On the Feast of Pope St. Leo IX; and on the anniversary of the election of Joseph Cardinal Ratzinger (Pope Emeritus Benedict XVI) as Bishop of Rome. For other legally free ebooks, you may access the List of Free eBooks (Arranged by Title) and the List of Free eBooks (Grouped by Subject). From the text:

“‘The one absolute free ruler in the Church’, says Bellarmine, ‘is Christ… If we compare the Pope with Christ he does not possess the plenitude of authority, but only a portion of it and such a portion as Christ gave him. The Pope cannot change the laws of Christ: he cannot institute Sacraments: he cannot forgive sins without the Sacraments’… That monarch is absolute in the true sense who is not controlled in his government by contract, by usage, by right and recognises as the rule of his administration the end and the welfare of his political community. In this sense the Pope is not absolute.

“A Memorial of the Pope Pius VII says: In the nature and institution of the Catholic Church the Pope recognises certain limits which he cannot transgress without betraying his conscience and without abusing the supreme authority confided to him by Jesus Christ to use for the building up of the Church, not for its destruction. The dogmas of faith are inviolable limits which the head of the Church may not pass: and although in the Church it is held the faith cannot be changed, but discipline may be changed, yet even in discipline the Popes have always observed certain limits and recognised the obligation not to admit innovations in certain matters at all and in other matters only when most weighty and imperative reasons required it.

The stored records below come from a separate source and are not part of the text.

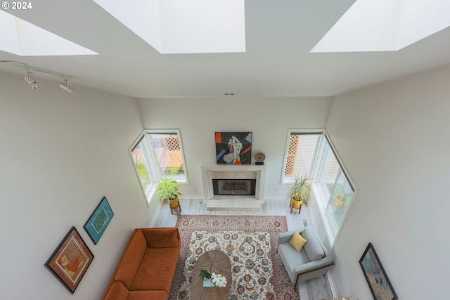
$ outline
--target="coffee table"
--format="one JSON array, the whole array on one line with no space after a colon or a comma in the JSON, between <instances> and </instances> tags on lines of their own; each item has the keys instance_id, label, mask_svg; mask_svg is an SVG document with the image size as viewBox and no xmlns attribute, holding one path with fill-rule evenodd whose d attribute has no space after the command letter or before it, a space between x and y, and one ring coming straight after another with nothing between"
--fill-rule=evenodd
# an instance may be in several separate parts
<instances>
[{"instance_id":1,"label":"coffee table","mask_svg":"<svg viewBox=\"0 0 450 300\"><path fill-rule=\"evenodd\" d=\"M225 287L203 287L203 278L200 275L200 270L210 273L215 272L226 278ZM211 250L200 256L192 271L192 287L191 299L195 300L226 299L228 289L231 283L231 263L226 254L220 250Z\"/></svg>"}]
</instances>

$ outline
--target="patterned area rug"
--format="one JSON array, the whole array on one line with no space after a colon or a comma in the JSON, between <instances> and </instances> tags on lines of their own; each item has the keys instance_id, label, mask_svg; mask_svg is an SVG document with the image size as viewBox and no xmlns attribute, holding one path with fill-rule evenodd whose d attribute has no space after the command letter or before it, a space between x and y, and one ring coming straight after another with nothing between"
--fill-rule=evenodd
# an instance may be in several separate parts
<instances>
[{"instance_id":1,"label":"patterned area rug","mask_svg":"<svg viewBox=\"0 0 450 300\"><path fill-rule=\"evenodd\" d=\"M191 299L192 269L205 251L220 249L230 258L228 300L298 300L280 256L276 237L288 230L285 216L180 215L181 237L170 300Z\"/></svg>"}]
</instances>

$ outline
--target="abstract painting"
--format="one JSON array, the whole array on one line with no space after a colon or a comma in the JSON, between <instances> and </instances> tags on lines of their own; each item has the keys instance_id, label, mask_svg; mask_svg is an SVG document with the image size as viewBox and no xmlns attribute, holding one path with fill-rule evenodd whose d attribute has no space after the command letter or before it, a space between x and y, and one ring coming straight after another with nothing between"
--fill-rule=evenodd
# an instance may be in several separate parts
<instances>
[{"instance_id":1,"label":"abstract painting","mask_svg":"<svg viewBox=\"0 0 450 300\"><path fill-rule=\"evenodd\" d=\"M217 164L250 164L251 132L216 132Z\"/></svg>"},{"instance_id":2,"label":"abstract painting","mask_svg":"<svg viewBox=\"0 0 450 300\"><path fill-rule=\"evenodd\" d=\"M359 264L375 300L398 299L371 243L366 248Z\"/></svg>"},{"instance_id":3,"label":"abstract painting","mask_svg":"<svg viewBox=\"0 0 450 300\"><path fill-rule=\"evenodd\" d=\"M108 203L106 197L103 197L96 210L94 211L94 213L84 224L84 229L89 234L92 242L95 244L97 244L108 224L111 221L112 216L114 216L114 213L111 209L111 207Z\"/></svg>"},{"instance_id":4,"label":"abstract painting","mask_svg":"<svg viewBox=\"0 0 450 300\"><path fill-rule=\"evenodd\" d=\"M75 227L70 228L56 247L45 266L73 294L94 255Z\"/></svg>"}]
</instances>

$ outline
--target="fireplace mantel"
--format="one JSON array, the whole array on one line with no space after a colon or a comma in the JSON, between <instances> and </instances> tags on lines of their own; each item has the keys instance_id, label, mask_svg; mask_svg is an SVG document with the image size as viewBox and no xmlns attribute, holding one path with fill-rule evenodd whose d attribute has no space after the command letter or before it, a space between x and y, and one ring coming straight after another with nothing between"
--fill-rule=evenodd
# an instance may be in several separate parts
<instances>
[{"instance_id":1,"label":"fireplace mantel","mask_svg":"<svg viewBox=\"0 0 450 300\"><path fill-rule=\"evenodd\" d=\"M207 209L219 209L218 207L221 207L227 209L259 209L260 204L264 204L266 166L202 162L201 170L203 195ZM221 177L224 176L236 179L242 179L243 176L256 178L255 196L214 196L212 179L223 179Z\"/></svg>"}]
</instances>

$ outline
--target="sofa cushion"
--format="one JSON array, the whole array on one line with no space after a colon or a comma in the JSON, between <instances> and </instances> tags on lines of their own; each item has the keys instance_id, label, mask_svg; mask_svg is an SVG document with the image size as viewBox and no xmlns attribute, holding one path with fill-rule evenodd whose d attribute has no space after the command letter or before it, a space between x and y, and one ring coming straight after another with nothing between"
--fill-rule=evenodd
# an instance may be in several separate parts
<instances>
[{"instance_id":1,"label":"sofa cushion","mask_svg":"<svg viewBox=\"0 0 450 300\"><path fill-rule=\"evenodd\" d=\"M105 300L127 300L128 289L120 281L115 281Z\"/></svg>"},{"instance_id":2,"label":"sofa cushion","mask_svg":"<svg viewBox=\"0 0 450 300\"><path fill-rule=\"evenodd\" d=\"M148 248L167 248L181 246L178 228L143 228L142 233L146 237Z\"/></svg>"},{"instance_id":3,"label":"sofa cushion","mask_svg":"<svg viewBox=\"0 0 450 300\"><path fill-rule=\"evenodd\" d=\"M179 252L174 247L148 248L130 289L170 292Z\"/></svg>"},{"instance_id":4,"label":"sofa cushion","mask_svg":"<svg viewBox=\"0 0 450 300\"><path fill-rule=\"evenodd\" d=\"M292 244L292 247L295 248L295 250L297 250L297 252L302 251L303 245L304 245L307 242L307 241L304 238L303 238L302 235L300 235L298 231L295 231L292 235L292 237L289 240L290 244Z\"/></svg>"},{"instance_id":5,"label":"sofa cushion","mask_svg":"<svg viewBox=\"0 0 450 300\"><path fill-rule=\"evenodd\" d=\"M321 246L319 237L317 237L312 229L309 227L305 227L302 233L302 236L308 241L303 247L303 249L304 249L307 255L311 261L323 257L325 252L322 249L322 246Z\"/></svg>"},{"instance_id":6,"label":"sofa cushion","mask_svg":"<svg viewBox=\"0 0 450 300\"><path fill-rule=\"evenodd\" d=\"M302 265L311 261L304 251L302 251L300 253L297 252L288 242L280 244L278 250L281 261L291 279L294 268L295 268L296 266Z\"/></svg>"},{"instance_id":7,"label":"sofa cushion","mask_svg":"<svg viewBox=\"0 0 450 300\"><path fill-rule=\"evenodd\" d=\"M166 291L131 291L127 300L162 300L169 299Z\"/></svg>"},{"instance_id":8,"label":"sofa cushion","mask_svg":"<svg viewBox=\"0 0 450 300\"><path fill-rule=\"evenodd\" d=\"M137 272L142 257L147 249L147 242L142 231L136 230L134 233L131 237L131 242L129 242L128 248L125 249L125 253L115 277L115 280L121 281L129 289L133 289L131 286L134 275Z\"/></svg>"}]
</instances>

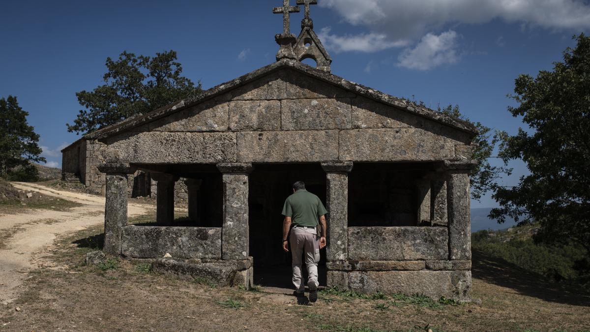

“Hence the Popes never imagined they could introduce any change in points of discipline directly established by Jesus Christ himself or in points by their nature inseparably connected with dogma, or in points disputed by heretics to make good their innovations, or in other matters in which the Popes held themselves obliged never to allow an alteration on account of the consequences to the prejudice of religion or of Catholic principles, whatever advantages were offered them, or whatever punishments they were threatened with.” (pp. 57-58, formatting supplied.)